Eric Sandeen amended xfs_repair in xfsprogs 4.17 to detect and zap
corrupt quota blocks.  I don't know what version of xfsprogs centos 7.6
ships with, but you might try running something newer?

(Run it with -n first to make sure repair identifies the corrupt dquot
blocks, as is customary...)

--D

> > > We then promoted the secondary and tried xfs_repair there, fearing some memory
> > > issues on the primary, but the result is the same:
> > > 
> > 
> > I'm not terribly familiar with drbd. I assume this means the primary was
> > offlined and the secondary onlined. IOW, these two filesystems are not
> > ever simultaneously active, correct?
> 
> That's correct (drbd has an option to disable that behaviour if you want to use it
> with a clustered filesystem but it's off by default and we never use it).
> 
> > Brian
> 
> 
> I see that below I pasted an older dmesg log I had, sorry for that.
> 
> > > [root@c142b ~] # dmesg -T | grep XFS
> > > [jue ene 31 19:14:12 2019] SGI XFS with ACLs, security attributes, no debug enabled
> > > [jue ene 31 19:14:12 2019] XFS (dm-4): Mounting V5 Filesystem
> > > [jue ene 31 19:14:12 2019] XFS (dm-4): Ending clean mount
> > > [jue ene 31 19:22:20 2019] XFS (dm-4): Unmounting Filesystem
> > > [jue ene 31 19:23:24 2019] XFS (dm-5): Mounting V5 Filesystem
> > > [jue ene 31 19:23:24 2019] XFS (dm-5): Ending clean mount
> > > [jue ene 31 19:23:24 2019] XFS (dm-4): Mounting V5 Filesystem
> > > [jue ene 31 19:23:24 2019] XFS (dm-4): Ending clean mount
> > > [jue ene 31 19:25:21 2019] XFS (dm-4): Unmounting Filesystem
> > > [jue ene 31 19:26:14 2019] XFS (dm-4): Mounting V5 Filesystem
> > > [jue ene 31 19:26:14 2019] XFS (dm-4): Ending clean mount
> > > [jue ene 31 19:26:14 2019] XFS (dm-4): Quotacheck needed: Please wait.
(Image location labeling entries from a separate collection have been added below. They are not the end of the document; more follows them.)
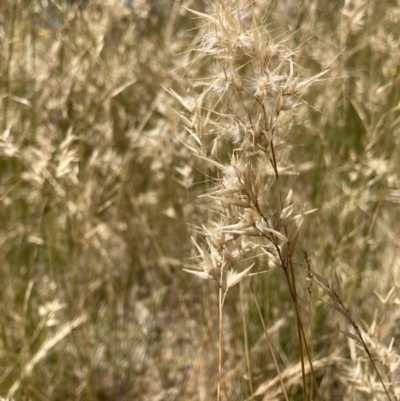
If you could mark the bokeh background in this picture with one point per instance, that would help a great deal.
(99, 198)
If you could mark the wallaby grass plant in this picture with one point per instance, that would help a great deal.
(106, 143)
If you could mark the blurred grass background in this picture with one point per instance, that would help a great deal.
(99, 197)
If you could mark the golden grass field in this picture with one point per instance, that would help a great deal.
(200, 200)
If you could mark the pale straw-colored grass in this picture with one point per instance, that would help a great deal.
(139, 138)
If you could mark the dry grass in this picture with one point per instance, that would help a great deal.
(139, 141)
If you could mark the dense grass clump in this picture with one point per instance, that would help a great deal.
(254, 144)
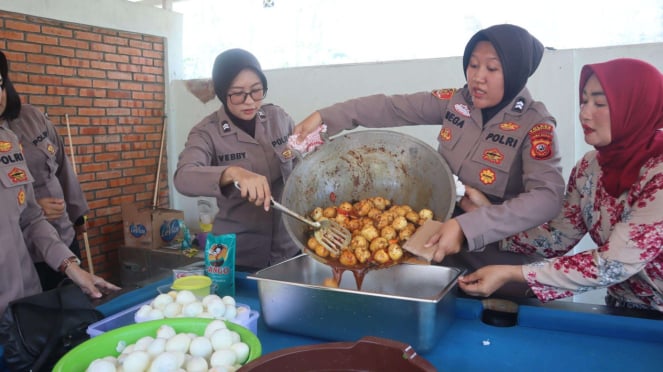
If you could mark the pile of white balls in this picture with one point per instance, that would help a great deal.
(177, 304)
(219, 349)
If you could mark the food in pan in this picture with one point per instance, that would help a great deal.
(379, 229)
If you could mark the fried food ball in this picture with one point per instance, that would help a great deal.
(370, 232)
(353, 224)
(358, 242)
(385, 219)
(388, 233)
(395, 252)
(362, 207)
(329, 212)
(399, 223)
(316, 215)
(381, 203)
(378, 243)
(412, 216)
(381, 256)
(362, 254)
(405, 234)
(373, 213)
(345, 208)
(311, 243)
(321, 251)
(425, 214)
(347, 258)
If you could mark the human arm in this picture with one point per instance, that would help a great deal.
(486, 280)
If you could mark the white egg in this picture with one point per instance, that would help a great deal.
(196, 364)
(231, 312)
(217, 309)
(201, 346)
(209, 298)
(172, 310)
(213, 326)
(221, 339)
(165, 331)
(138, 361)
(192, 309)
(161, 301)
(224, 357)
(185, 297)
(143, 343)
(142, 314)
(164, 362)
(101, 365)
(179, 342)
(157, 347)
(155, 314)
(205, 315)
(229, 300)
(235, 337)
(241, 351)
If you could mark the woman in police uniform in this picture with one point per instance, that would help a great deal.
(494, 137)
(244, 142)
(56, 186)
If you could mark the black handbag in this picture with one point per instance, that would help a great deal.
(36, 331)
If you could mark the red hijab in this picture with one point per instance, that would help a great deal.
(634, 90)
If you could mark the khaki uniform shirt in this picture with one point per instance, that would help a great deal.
(217, 143)
(514, 158)
(53, 173)
(24, 230)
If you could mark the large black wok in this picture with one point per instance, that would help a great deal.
(364, 164)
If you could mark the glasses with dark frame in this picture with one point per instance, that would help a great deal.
(257, 94)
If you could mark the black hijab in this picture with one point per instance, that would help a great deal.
(520, 54)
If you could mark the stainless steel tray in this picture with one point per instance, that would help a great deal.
(410, 303)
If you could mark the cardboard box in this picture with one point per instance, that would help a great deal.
(152, 228)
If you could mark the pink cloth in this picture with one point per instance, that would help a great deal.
(310, 143)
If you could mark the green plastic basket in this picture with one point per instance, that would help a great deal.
(80, 357)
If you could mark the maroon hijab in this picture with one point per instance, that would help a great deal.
(634, 90)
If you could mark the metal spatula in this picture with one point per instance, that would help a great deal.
(329, 233)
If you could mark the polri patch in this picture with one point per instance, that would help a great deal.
(445, 134)
(541, 138)
(487, 176)
(444, 94)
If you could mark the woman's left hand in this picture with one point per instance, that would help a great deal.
(92, 285)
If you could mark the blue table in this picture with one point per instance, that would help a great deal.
(545, 339)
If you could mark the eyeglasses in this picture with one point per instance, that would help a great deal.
(240, 97)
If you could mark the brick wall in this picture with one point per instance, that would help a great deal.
(111, 86)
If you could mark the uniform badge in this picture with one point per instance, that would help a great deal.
(21, 197)
(17, 175)
(509, 126)
(444, 94)
(445, 134)
(487, 176)
(541, 137)
(519, 105)
(5, 146)
(493, 155)
(462, 109)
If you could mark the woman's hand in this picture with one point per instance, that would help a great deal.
(91, 285)
(307, 126)
(447, 240)
(254, 187)
(54, 208)
(488, 279)
(473, 199)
> > > [jue ene 31 19:26:14 2019] XFS (dm-4): Metadata CRC error detected at xfs_dquot_buf_read_verify+0x4f/0x90 [xfs], xfs_dquot block 0x4170
> > > [jue ene 31 19:26:14 2019] XFS (dm-4): Unmount and run xfs_repair
> > > [jue ene 31 19:26:14 2019] XFS (dm-4): First 64 bytes of corrupted metadata buffer:
> > > [jue ene 31 19:26:14 2019] XFS (dm-4): Metadata CRC error detected at xfs_dquot_buf_read_verify+0x4f/0x90 [xfs], xfs_dquot block 0x4170
> > > [jue ene 31 19:26:14 2019] XFS (dm-4): Unmount and run xfs_repair
> > > [jue ene 31 19:26:14 2019] XFS (dm-4): First 64 bytes of corrupted metadata buffer:
> > > [jue ene 31 19:26:14 2019] XFS (dm-4): metadata I/O error: block 0x4170 ("xfs_trans_read_buf_map") error 74 numblks 8
> > > [jue ene 31 19:26:40 2019] XFS (dm-4): Quotacheck: Done.
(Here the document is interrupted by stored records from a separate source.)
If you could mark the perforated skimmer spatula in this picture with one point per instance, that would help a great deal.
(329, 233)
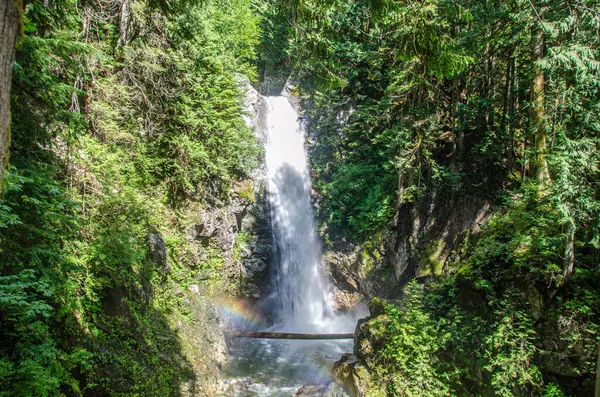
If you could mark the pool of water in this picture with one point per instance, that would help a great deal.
(279, 368)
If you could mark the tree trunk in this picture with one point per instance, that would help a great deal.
(10, 22)
(124, 24)
(538, 112)
(569, 260)
(597, 394)
(511, 115)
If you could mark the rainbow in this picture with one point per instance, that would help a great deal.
(242, 310)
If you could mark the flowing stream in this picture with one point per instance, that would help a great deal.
(300, 300)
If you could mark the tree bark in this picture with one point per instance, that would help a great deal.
(511, 115)
(569, 261)
(538, 112)
(10, 22)
(597, 394)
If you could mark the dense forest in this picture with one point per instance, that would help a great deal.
(127, 121)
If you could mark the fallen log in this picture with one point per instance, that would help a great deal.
(287, 335)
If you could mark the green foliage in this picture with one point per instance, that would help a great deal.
(409, 357)
(114, 134)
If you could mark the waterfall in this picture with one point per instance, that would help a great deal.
(301, 291)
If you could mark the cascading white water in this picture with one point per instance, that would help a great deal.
(301, 290)
(300, 296)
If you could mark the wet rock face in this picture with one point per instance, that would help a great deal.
(432, 235)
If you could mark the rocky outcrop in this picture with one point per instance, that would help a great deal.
(352, 371)
(429, 240)
(239, 229)
(431, 235)
(157, 250)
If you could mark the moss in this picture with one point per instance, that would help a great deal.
(432, 263)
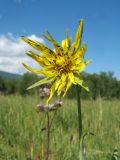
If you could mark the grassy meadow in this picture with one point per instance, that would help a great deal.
(22, 136)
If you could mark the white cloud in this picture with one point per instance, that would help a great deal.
(12, 53)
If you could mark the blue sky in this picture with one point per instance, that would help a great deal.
(32, 17)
> > > [jue ene 31 19:34:31 2019] XFS (dm-5): Unmounting Filesystem
> > > [jue ene 31 19:35:13 2019] XFS (dm-4): Unmounting Filesystem
> > > [jue ene 31 19:46:33 2019] XFS (dm-5): Mounting V5 Filesystem
> > > [jue ene 31 19:46:34 2019] XFS (dm-5): Ending clean mount
> > > [jue ene 31 19:46:34 2019] XFS (dm-4): Mounting V5 Filesystem
> > > [jue ene 31 19:46:34 2019] XFS (dm-4): Ending clean mount
> > > [jue ene 31 19:47:18 2019] XFS (dm-4): Unmounting Filesystem
> > > [jue ene 31 19:47:21 2019] XFS (dm-4): Mounting V5 Filesystem
> > > [jue ene 31 19:47:21 2019] XFS (dm-4): Ending clean mount
> > > [jue ene 31 19:47:29 2019] XFS (dm-4): Unmounting Filesystem
> > > [jue ene 31 19:50:28 2019] XFS (dm-4): Mounting V5 Filesystem
> > > [jue ene 31 19:50:28 2019] XFS (dm-4): Ending clean mount
> > > [jue ene 31 19:50:28 2019] XFS (dm-4): Quotacheck needed: Please wait.
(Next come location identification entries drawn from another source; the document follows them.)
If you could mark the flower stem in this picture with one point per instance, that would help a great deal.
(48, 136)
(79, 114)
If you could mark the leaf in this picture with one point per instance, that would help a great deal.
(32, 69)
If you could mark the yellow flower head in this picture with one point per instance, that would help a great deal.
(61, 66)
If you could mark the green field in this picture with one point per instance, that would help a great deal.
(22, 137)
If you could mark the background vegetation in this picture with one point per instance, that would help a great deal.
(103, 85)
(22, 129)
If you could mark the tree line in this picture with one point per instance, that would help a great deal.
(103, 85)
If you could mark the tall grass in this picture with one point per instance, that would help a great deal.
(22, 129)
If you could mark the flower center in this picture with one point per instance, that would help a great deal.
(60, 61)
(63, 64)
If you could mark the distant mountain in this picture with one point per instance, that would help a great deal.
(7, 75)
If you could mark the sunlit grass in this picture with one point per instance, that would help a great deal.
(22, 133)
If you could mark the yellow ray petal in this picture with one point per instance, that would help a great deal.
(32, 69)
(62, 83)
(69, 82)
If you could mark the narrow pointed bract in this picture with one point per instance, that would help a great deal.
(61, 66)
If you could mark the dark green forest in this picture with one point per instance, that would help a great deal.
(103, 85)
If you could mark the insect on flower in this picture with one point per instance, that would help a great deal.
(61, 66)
> > > [jue ene 31 19:50:28 2019] XFS (dm-4): Metadata CRC error detected at xfs_dquot_buf_read_verify+0x4f/0x90 [xfs], xfs_dquot block 0x4170
> > > [jue ene 31 19:50:28 2019] XFS (dm-4): Unmount and run xfs_repair
> > > [jue ene 31 19:50:28 2019] XFS (dm-4): First 64 bytes of corrupted metadata buffer:
> > > [jue ene 31 19:50:28 2019] XFS (dm-4): Metadata CRC error detected at xfs_dquot_buf_read_verify+0x4f/0x90 [xfs], xfs_dquot block 0x4170
> > > [jue ene 31 19:50:28 2019] XFS (dm-4): Unmount and run xfs_repair
> > > [jue ene 31 19:50:28 2019] XFS (dm-4): First 64 bytes of corrupted metadata buffer:
> > > [jue ene 31 19:50:28 2019] XFS (dm-4): metadata I/O error: block 0x4170 ("xfs_trans_read_buf_map") error 74 numblks 8
> > > [jue ene 31 19:50:54 2019] XFS (dm-4): Quotacheck: Done.
> > > 
> > > 
> > > This is a more complete extract of dmesg, where I noticed some context lines
> > > that might be useful:
> > > 
> > > [Thu Feb  7 12:06:45 2019] XFS (dm-4): Metadata CRC error detected at xfs_dquot_buf_read_verify+0x4f/0x90 [xfs], xfs_dquot block 0x4170
> > > [Thu Feb  7 12:06:45 2019] XFS (dm-4): Unmount and run xfs_repair
> > > [Thu Feb  7 12:06:45 2019] XFS (dm-4): First 64 bytes of corrupted metadata buffer:
> > > [Thu Feb  7 12:06:45 2019] ffffa0002708a000: 44 51 01 01 00 00 d7 82 00 00 00 00 00 00 00 00  DQ..............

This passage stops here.